GERMANY - German pension funds apply socially responsible investment (SRI) criteria only do so for certain investments, as they still fear it might dampen returns, according to a joint study by Allianz Global Investors and SD-M.
In a preliminary statement on the findings in July, Allianz and investment consultancy SD-M found that approximately 7% of assets in municipal and local church funds were invested according to SRI criteria, but only 2.8% of those in first-pillar funds for self-employed (Versorgungswerke).
It also found that federal state funds were lagging behind.
According to the report, which was supported by the German environmental ministry, SRI criteria are generally applied to real estate, private equity and equity funds, but hardly ever to fixed income, which still makes up the lion's share of German portfolios.
James Dilworth, chief executive at Allianz Global Investors in Germany, said sustainability and strong returns were "still viewed as opposites", even though more and more studies suggest sustainable investments have a "positive effect" on a portfolio's risk/return profile.
Survey respondents said the state should set minimum sustainable development criteria that could then be applied as an overlay to existing portfolios and fund structures.
They also criticised the fact that many asset managers do not approach them about SRI.
In other news, Towers Watson has published its latest German Pension Finance Watch report, showing a decrease in funding levels in pension funds at German listed companies.
DAX companies have on average lost 1.2% since the beginning of the year, mostly suffering from falls in equity investments, which make up one-fourth of portfolios on average.
Assets in the pensions schemes declined by 3% quarter-on-quarter to €159bn.
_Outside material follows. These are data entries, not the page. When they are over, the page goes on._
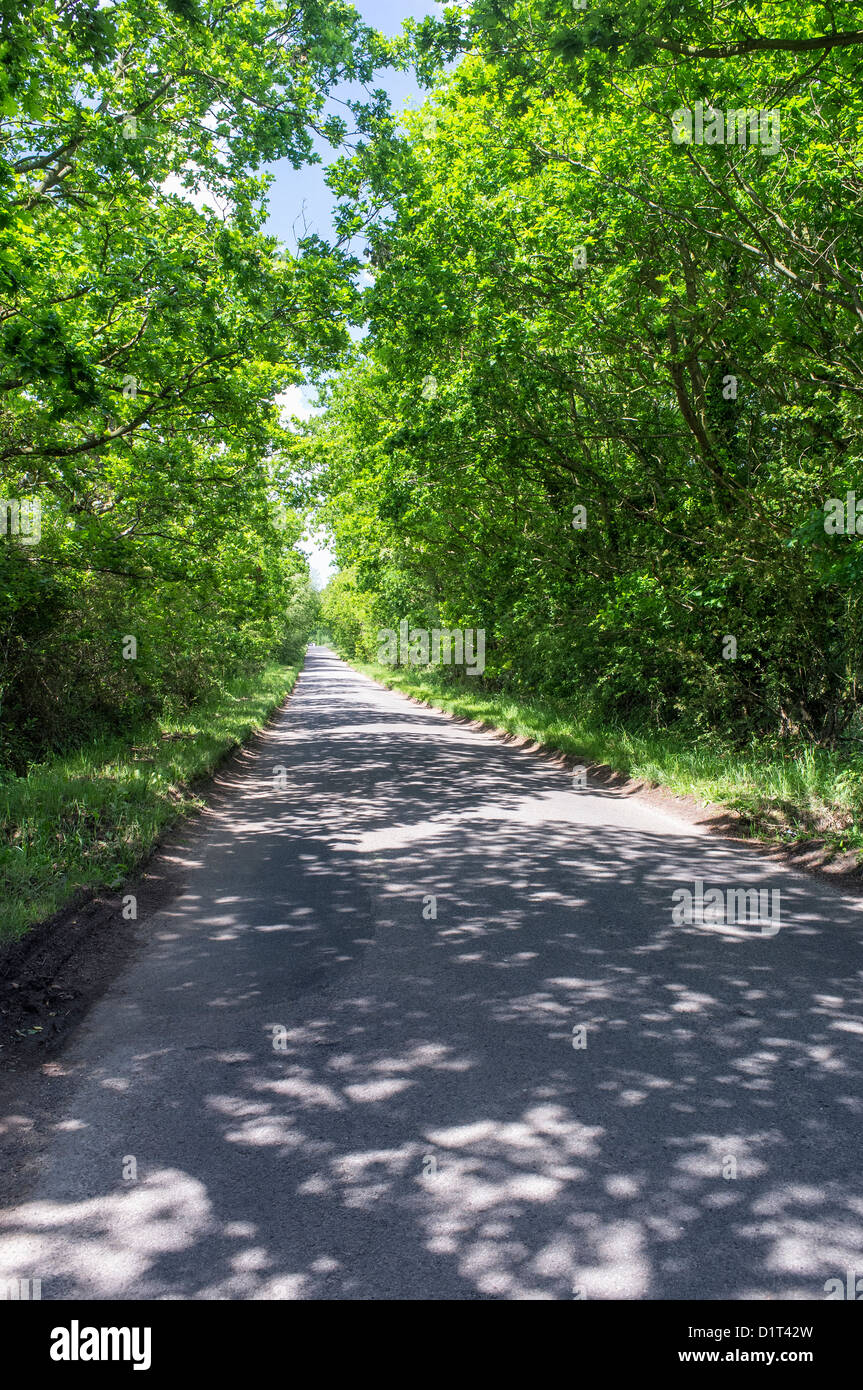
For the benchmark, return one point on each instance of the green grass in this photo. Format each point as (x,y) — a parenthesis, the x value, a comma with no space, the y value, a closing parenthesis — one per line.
(88,820)
(785,795)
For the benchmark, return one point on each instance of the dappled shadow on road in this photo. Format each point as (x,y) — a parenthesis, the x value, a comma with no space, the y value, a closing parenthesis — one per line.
(544,1091)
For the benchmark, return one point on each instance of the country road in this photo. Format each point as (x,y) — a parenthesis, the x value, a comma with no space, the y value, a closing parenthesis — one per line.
(327,1094)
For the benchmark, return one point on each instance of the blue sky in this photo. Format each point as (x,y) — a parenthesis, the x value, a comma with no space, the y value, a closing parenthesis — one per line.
(300,202)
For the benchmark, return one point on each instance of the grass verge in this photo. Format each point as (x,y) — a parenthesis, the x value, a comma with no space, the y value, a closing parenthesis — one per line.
(88,820)
(803,794)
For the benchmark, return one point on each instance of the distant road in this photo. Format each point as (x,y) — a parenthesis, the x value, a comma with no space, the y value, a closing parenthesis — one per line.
(327,1094)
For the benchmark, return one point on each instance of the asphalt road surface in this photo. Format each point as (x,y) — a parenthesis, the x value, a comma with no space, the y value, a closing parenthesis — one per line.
(305,1087)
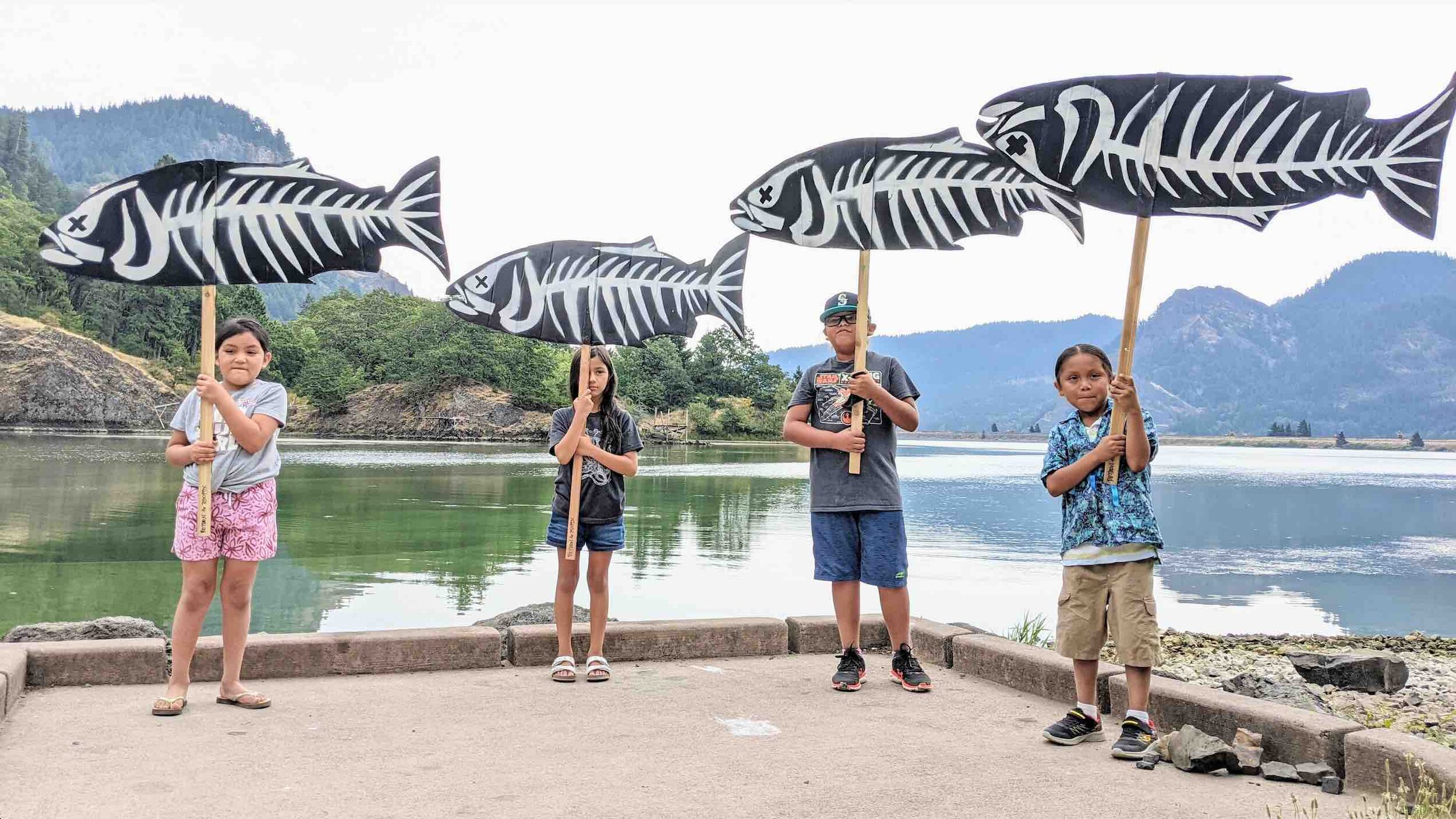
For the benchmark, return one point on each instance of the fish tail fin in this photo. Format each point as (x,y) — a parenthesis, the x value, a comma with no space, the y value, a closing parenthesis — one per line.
(724,283)
(414,207)
(1408,191)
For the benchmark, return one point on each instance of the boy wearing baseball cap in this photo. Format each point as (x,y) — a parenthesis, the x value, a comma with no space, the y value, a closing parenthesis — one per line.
(858,527)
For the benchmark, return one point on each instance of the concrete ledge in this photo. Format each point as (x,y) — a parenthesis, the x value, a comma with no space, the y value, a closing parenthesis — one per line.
(97,662)
(657,639)
(354,652)
(932,640)
(1291,735)
(1367,753)
(1026,668)
(12,677)
(820,634)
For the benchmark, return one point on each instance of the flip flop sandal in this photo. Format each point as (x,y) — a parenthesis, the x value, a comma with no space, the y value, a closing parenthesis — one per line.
(564,669)
(238,700)
(171,709)
(598,669)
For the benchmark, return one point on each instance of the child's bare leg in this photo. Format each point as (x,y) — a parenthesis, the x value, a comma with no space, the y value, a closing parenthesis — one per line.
(1085,675)
(238,613)
(846,611)
(567,575)
(1139,680)
(199,584)
(895,607)
(598,566)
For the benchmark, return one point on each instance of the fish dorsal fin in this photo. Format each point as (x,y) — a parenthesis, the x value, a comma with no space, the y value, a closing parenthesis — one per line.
(947,141)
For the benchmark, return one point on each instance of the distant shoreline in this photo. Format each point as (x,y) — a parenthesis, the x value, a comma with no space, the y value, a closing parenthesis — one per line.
(1259,441)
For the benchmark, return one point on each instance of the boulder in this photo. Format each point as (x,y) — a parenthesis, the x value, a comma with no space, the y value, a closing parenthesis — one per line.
(1360,671)
(103,629)
(1279,773)
(1259,687)
(1197,753)
(1314,773)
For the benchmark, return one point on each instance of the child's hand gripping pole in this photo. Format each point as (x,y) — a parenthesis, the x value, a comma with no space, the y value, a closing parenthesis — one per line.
(1125,357)
(574,509)
(207,357)
(857,421)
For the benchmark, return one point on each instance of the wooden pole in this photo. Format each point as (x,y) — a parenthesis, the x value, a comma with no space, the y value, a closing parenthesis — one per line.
(574,512)
(1125,356)
(857,422)
(208,364)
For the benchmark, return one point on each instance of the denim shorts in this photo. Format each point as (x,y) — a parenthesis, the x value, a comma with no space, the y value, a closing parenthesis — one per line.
(593,537)
(861,546)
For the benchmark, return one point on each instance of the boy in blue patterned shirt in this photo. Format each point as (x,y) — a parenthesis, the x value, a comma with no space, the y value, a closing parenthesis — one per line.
(1110,543)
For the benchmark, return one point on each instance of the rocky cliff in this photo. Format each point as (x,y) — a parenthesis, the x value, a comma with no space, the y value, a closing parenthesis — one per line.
(59,380)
At the same time, pension liabilities increased as the discount rate dropped by 34 basis points to 5.35% over the last quarter. This pushed funding levels down 5 percentage points to 62%.
Nevertheless, Thomas Jasper, head of occupational pension consulting at Towers Watson Germany, said that, despite this "perfect storm-scenario" of falling returns and increasing liabilities, the negative effect on pension plans was 'moderate'.
He added that, over the long term, funding levels had increased consistently from just over 50% in 2000 to 66% in 2010, and that further funding would continue.